Monday, 6 October 2014

'Making the Call' is a Sub-Optimal Strategy

Should analysts ever 'make the call'?

'Making the call' means making a final decision for one option over another.  The origin of the phrase seems to originate from US sports, in the context of a decision about whether a foul has been committed or a ball was out.  It might or might not be related to 'calling' an outcome.  Or it could plausibly be related to 'calling' in poker, which ends a round of betting and pushes forward the action.  

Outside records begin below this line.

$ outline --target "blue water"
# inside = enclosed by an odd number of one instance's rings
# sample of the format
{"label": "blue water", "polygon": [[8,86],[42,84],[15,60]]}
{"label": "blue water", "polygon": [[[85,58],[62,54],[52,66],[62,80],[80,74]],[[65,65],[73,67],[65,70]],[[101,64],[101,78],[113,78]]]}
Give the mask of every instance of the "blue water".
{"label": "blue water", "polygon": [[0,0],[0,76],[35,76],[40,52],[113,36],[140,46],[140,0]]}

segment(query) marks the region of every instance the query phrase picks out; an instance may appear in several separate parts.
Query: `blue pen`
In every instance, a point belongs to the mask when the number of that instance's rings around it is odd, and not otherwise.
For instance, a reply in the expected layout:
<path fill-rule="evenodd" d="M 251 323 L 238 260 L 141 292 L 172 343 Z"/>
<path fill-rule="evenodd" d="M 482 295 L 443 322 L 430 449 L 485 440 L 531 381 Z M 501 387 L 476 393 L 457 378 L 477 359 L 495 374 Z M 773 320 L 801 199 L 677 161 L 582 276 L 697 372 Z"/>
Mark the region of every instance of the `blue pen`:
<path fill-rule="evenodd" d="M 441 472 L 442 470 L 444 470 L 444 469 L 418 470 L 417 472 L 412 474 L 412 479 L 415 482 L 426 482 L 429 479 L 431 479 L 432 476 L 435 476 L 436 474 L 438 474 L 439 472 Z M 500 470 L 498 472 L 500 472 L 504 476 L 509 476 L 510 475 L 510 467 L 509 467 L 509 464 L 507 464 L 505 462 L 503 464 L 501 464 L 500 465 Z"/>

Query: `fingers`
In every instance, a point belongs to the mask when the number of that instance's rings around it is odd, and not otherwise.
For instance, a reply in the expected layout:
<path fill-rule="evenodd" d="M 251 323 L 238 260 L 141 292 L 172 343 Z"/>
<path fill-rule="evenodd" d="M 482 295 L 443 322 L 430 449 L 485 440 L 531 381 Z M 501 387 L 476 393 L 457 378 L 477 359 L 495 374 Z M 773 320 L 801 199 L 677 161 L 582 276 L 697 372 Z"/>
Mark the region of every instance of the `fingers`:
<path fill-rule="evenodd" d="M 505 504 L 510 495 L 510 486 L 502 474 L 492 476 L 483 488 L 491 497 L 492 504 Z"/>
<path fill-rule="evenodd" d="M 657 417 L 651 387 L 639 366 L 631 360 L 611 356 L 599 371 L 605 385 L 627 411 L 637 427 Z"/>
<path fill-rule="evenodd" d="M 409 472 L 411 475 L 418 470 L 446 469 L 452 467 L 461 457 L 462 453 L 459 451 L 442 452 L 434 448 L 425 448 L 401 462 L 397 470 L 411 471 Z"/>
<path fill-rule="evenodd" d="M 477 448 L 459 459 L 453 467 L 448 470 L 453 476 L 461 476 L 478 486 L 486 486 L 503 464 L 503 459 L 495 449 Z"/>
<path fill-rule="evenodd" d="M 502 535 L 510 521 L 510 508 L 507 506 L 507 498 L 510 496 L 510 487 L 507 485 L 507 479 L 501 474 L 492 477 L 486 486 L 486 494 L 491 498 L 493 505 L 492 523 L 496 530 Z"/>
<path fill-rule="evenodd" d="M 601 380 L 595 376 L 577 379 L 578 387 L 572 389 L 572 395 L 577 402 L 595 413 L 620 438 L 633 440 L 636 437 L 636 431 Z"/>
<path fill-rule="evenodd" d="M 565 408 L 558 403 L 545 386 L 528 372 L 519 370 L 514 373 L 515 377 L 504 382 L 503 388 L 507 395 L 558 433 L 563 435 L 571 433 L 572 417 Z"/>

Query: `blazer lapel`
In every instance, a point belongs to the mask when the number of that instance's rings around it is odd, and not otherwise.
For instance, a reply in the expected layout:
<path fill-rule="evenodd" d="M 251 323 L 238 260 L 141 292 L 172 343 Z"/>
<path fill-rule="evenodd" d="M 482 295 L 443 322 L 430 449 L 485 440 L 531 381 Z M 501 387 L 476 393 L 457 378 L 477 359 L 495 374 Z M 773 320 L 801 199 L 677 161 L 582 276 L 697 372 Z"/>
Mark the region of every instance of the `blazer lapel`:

Decisions are largely binary.  They have to go one way or another.  The very idea of facing a decision implies rivalry between your options in the sense that you can only take one course of action and not lots of them.  But beliefs are continuous.  You can assign some belief (in the form of probability) to a large range of possible facts, or hypotheses.  A simple boundary between the role of the analyst and that of the decision-maker is that the former assigns probability to a range of possible facts, and the latter deploys resources in exactly one way.  Decision-makers 'make the call'.

Should analysts 'make the call'?  The best interpretation I can put on this idea is that it implies assigning all of your belief to a single hypothesis, or at least communicating to a decision-maker as though that's what you've done.  Certainty undoubtedly sells, in the media as well as in business and government.  But it is not a good strategy for making optimal decisions.  Good decision-making is about finding value, not about taking the option which is most likely to produce a positive outcome.

As with all decision-making under uncertainty, it's exactly like betting on a horse race.  A horse with a 10% chance of winning at odds of 20-1 is a profit-making bet, whereas a horse with a 60% chance of winning at odds of 3-1 on (i.e. 1-3) is a loss-making bet.  An analyst 'making the call' would declare the first horse a loser and the second a winner, and the wrong bets would be made.  Without the probabilities to hand, a gambler - or a strategic decision-maker - is not in a position to identify the optimal course of action.  Analysts need to stick to probabilities and let decision-makers make the call.